What tips do you have about injury prevention?

— Learn to listen to your body. Understand the difference between good hurt and bad hurt.

— Don’t undereat or slack off on your sleeping. Air awareness and coordination decrease dramatically when you don’t get enough sleep.

— Don’t do high-impact workouts on tired muscles.

— If you work one muscle group to exhaustion, give it 2 full days to recover before you really challenge it again.

— Foam roll!

Do you typically work out before or after work?
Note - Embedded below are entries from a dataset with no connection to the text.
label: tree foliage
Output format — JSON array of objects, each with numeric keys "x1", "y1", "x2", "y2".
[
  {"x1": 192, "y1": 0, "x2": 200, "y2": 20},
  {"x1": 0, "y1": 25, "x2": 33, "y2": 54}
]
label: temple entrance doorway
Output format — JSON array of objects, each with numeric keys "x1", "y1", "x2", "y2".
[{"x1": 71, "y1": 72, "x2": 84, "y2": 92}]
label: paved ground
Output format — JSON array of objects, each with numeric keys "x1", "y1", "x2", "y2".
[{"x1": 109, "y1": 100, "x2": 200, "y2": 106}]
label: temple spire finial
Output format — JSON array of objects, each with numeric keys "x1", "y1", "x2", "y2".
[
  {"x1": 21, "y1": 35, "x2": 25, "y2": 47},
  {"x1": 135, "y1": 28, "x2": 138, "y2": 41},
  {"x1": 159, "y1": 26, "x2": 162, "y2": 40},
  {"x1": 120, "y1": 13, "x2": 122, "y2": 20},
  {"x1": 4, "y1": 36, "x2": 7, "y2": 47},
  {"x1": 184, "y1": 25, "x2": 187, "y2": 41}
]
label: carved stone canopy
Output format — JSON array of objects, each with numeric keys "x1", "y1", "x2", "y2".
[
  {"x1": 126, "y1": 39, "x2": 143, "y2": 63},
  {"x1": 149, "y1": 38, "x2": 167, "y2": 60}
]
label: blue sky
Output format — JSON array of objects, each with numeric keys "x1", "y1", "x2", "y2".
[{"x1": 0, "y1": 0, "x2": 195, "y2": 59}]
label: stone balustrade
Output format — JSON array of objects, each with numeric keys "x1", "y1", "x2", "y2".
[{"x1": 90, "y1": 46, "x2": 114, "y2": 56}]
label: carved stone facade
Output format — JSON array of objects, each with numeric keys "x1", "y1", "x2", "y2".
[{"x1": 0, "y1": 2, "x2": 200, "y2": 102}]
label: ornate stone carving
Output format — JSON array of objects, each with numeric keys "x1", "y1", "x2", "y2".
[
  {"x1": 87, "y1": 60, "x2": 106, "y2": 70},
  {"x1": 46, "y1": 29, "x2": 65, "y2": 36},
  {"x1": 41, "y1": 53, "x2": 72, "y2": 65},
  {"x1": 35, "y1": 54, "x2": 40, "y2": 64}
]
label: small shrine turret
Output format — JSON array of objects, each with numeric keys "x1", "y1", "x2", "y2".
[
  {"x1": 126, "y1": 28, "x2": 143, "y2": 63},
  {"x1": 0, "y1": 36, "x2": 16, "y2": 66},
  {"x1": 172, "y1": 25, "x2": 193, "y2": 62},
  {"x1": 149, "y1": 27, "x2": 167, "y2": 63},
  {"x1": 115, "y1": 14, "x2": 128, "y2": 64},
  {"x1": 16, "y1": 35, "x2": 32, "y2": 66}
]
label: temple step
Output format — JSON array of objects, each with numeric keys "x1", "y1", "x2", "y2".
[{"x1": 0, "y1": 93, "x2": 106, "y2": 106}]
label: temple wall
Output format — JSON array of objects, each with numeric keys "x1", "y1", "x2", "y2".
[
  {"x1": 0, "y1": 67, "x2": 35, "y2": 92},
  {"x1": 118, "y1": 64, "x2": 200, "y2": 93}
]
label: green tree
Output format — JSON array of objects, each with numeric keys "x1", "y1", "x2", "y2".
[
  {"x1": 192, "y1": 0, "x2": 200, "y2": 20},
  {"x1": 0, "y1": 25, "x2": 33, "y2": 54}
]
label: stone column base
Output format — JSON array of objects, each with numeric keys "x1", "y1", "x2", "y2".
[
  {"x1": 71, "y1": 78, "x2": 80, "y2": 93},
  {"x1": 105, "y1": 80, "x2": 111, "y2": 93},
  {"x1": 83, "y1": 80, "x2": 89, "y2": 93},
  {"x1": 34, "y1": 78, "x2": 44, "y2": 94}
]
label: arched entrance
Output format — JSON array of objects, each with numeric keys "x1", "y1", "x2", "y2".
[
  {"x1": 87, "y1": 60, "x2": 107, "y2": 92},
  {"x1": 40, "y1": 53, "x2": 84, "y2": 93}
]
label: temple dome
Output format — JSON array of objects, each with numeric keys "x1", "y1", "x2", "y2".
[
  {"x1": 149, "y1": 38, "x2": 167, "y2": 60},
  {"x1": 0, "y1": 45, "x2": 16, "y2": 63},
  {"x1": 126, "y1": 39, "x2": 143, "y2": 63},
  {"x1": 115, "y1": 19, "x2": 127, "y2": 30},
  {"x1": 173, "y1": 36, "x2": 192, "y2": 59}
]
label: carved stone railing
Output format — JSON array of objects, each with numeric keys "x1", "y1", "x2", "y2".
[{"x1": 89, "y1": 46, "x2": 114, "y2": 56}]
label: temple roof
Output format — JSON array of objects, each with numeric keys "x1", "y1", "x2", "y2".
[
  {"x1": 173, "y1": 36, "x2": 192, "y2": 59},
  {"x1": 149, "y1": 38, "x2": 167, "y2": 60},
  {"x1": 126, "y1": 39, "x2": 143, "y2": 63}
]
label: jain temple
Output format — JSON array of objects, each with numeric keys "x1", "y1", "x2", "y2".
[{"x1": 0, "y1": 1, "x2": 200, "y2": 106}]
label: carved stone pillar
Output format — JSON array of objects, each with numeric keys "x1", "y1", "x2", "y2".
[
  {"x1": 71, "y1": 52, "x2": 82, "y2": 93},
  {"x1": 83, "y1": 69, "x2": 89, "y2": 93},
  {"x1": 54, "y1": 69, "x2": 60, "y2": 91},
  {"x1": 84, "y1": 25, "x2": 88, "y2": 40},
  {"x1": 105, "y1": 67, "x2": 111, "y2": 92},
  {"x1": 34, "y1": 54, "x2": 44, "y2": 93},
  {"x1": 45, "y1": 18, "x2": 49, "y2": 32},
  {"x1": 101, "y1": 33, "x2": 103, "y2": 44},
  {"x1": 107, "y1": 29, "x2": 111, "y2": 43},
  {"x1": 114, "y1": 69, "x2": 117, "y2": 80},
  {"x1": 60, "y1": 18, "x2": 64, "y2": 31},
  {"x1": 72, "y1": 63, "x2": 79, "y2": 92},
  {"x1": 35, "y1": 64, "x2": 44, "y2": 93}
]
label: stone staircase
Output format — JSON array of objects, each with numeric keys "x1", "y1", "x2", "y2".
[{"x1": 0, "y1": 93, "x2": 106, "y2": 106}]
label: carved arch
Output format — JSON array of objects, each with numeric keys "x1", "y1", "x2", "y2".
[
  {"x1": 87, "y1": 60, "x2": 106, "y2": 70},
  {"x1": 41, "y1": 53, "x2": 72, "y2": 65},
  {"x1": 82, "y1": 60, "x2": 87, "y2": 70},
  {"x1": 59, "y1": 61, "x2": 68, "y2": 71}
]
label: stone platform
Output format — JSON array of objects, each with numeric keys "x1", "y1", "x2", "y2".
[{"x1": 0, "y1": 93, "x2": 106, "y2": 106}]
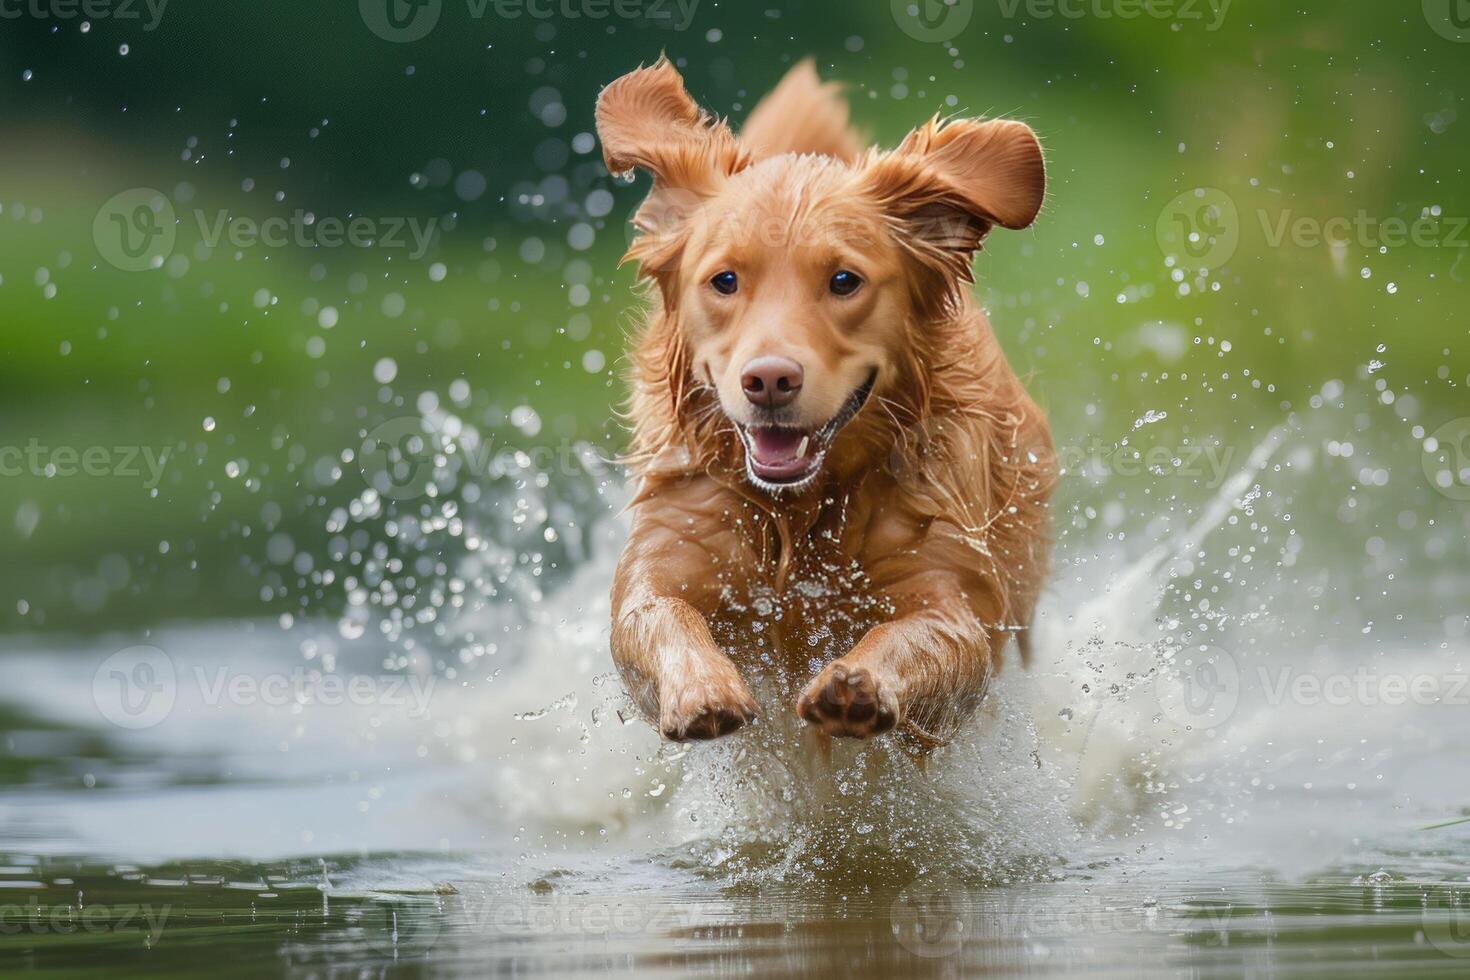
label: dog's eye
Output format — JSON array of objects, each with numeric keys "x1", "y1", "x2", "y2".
[
  {"x1": 829, "y1": 270, "x2": 863, "y2": 296},
  {"x1": 710, "y1": 271, "x2": 738, "y2": 295}
]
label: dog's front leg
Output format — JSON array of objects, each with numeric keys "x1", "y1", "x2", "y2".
[
  {"x1": 796, "y1": 590, "x2": 991, "y2": 743},
  {"x1": 611, "y1": 509, "x2": 757, "y2": 742}
]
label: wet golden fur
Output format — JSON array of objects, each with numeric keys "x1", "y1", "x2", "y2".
[{"x1": 598, "y1": 57, "x2": 1055, "y2": 749}]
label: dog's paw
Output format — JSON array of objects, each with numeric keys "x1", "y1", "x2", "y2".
[
  {"x1": 796, "y1": 661, "x2": 900, "y2": 739},
  {"x1": 658, "y1": 664, "x2": 758, "y2": 741}
]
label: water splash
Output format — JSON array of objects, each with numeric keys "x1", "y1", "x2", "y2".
[{"x1": 286, "y1": 382, "x2": 1464, "y2": 887}]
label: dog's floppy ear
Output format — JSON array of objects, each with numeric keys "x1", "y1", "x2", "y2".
[
  {"x1": 865, "y1": 115, "x2": 1044, "y2": 302},
  {"x1": 596, "y1": 57, "x2": 748, "y2": 272}
]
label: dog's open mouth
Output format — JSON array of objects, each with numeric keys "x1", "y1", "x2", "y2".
[{"x1": 737, "y1": 371, "x2": 876, "y2": 490}]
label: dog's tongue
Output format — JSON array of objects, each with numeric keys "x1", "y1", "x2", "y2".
[{"x1": 749, "y1": 428, "x2": 807, "y2": 465}]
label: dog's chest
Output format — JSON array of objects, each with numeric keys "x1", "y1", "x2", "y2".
[{"x1": 707, "y1": 522, "x2": 891, "y2": 679}]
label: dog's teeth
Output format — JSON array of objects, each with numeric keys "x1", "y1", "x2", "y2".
[{"x1": 797, "y1": 436, "x2": 810, "y2": 458}]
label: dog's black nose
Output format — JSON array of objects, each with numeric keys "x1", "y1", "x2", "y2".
[{"x1": 741, "y1": 357, "x2": 804, "y2": 408}]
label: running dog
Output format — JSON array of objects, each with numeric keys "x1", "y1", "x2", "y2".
[{"x1": 597, "y1": 57, "x2": 1054, "y2": 750}]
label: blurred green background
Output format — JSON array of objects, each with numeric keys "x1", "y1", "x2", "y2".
[{"x1": 1, "y1": 1, "x2": 1466, "y2": 629}]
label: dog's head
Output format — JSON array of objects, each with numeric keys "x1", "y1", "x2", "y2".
[{"x1": 597, "y1": 58, "x2": 1044, "y2": 494}]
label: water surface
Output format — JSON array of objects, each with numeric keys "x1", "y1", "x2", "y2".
[{"x1": 3, "y1": 403, "x2": 1469, "y2": 976}]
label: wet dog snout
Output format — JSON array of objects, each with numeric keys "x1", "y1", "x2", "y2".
[{"x1": 741, "y1": 357, "x2": 804, "y2": 408}]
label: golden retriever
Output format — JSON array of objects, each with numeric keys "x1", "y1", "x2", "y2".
[{"x1": 597, "y1": 57, "x2": 1054, "y2": 751}]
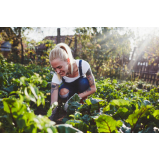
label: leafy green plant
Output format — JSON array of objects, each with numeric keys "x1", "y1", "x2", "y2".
[
  {"x1": 95, "y1": 114, "x2": 122, "y2": 133},
  {"x1": 62, "y1": 78, "x2": 159, "y2": 133}
]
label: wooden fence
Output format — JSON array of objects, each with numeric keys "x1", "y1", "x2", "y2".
[
  {"x1": 101, "y1": 48, "x2": 159, "y2": 85},
  {"x1": 131, "y1": 57, "x2": 159, "y2": 85}
]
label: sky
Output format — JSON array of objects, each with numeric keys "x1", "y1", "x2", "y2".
[
  {"x1": 129, "y1": 27, "x2": 159, "y2": 38},
  {"x1": 24, "y1": 27, "x2": 75, "y2": 42}
]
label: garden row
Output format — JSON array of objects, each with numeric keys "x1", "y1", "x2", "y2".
[
  {"x1": 0, "y1": 55, "x2": 159, "y2": 133},
  {"x1": 62, "y1": 79, "x2": 159, "y2": 133}
]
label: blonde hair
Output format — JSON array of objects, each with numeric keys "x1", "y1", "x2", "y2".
[{"x1": 49, "y1": 43, "x2": 74, "y2": 80}]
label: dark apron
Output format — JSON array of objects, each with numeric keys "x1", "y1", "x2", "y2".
[{"x1": 59, "y1": 60, "x2": 89, "y2": 99}]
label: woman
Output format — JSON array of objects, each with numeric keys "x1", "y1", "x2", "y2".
[{"x1": 49, "y1": 43, "x2": 96, "y2": 120}]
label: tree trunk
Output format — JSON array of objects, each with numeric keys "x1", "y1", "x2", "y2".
[
  {"x1": 21, "y1": 37, "x2": 24, "y2": 64},
  {"x1": 18, "y1": 27, "x2": 24, "y2": 64}
]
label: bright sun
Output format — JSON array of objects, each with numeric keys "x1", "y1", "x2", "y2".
[{"x1": 130, "y1": 27, "x2": 159, "y2": 38}]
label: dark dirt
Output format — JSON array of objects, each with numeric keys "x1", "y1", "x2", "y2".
[
  {"x1": 52, "y1": 108, "x2": 67, "y2": 124},
  {"x1": 34, "y1": 105, "x2": 67, "y2": 124}
]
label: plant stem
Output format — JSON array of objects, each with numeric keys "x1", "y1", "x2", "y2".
[{"x1": 8, "y1": 104, "x2": 18, "y2": 128}]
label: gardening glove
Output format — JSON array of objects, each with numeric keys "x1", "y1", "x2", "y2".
[
  {"x1": 49, "y1": 102, "x2": 58, "y2": 121},
  {"x1": 49, "y1": 106, "x2": 58, "y2": 121}
]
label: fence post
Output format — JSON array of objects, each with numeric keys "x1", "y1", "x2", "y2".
[{"x1": 57, "y1": 28, "x2": 60, "y2": 44}]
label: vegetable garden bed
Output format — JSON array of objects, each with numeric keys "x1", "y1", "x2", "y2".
[{"x1": 0, "y1": 55, "x2": 159, "y2": 133}]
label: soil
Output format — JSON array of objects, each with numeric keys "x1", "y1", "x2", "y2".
[
  {"x1": 52, "y1": 108, "x2": 67, "y2": 124},
  {"x1": 34, "y1": 106, "x2": 67, "y2": 124}
]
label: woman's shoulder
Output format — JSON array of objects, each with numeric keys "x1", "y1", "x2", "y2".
[
  {"x1": 81, "y1": 59, "x2": 90, "y2": 67},
  {"x1": 75, "y1": 59, "x2": 91, "y2": 75},
  {"x1": 75, "y1": 59, "x2": 89, "y2": 65}
]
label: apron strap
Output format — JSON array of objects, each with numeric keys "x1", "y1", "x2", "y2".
[
  {"x1": 79, "y1": 59, "x2": 82, "y2": 77},
  {"x1": 62, "y1": 77, "x2": 65, "y2": 83}
]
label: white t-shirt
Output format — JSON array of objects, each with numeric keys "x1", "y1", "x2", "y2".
[{"x1": 51, "y1": 59, "x2": 90, "y2": 84}]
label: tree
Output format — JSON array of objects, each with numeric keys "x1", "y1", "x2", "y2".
[
  {"x1": 0, "y1": 27, "x2": 33, "y2": 63},
  {"x1": 35, "y1": 38, "x2": 56, "y2": 66},
  {"x1": 74, "y1": 27, "x2": 134, "y2": 78},
  {"x1": 12, "y1": 27, "x2": 32, "y2": 64}
]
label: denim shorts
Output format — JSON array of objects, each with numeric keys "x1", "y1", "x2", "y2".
[{"x1": 59, "y1": 77, "x2": 89, "y2": 100}]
Before, during, after … I have no pattern. If I’m working at 4 a.m. and it’s a low-intensity job, I’ll go straight to the gym right after work. Sometimes work is even more intense than my workouts, so I’ll drag myself home and take an ice bath to recover. During a long day at work, if I don’t have much to do I always have exercise bands and have an inconspicuous workout routine that I can do in my trailer, or in a corner, without bothering anyone.

Sometimes I get home at 10 or 11 p.m. and go for a run, or lift, or do pull-ups, or box … working out is one of my highest priorities. I find a way to fit it into my day wherever I can squeeze it in. I have to improvise a lot of workouts on set or in a trailer when I’m working long hours. That includes exercise bands, bodyweight exercises, climbing fake trees, squatting co-workers and challenging crew to balance on the ball of 1 foot for as long as we can.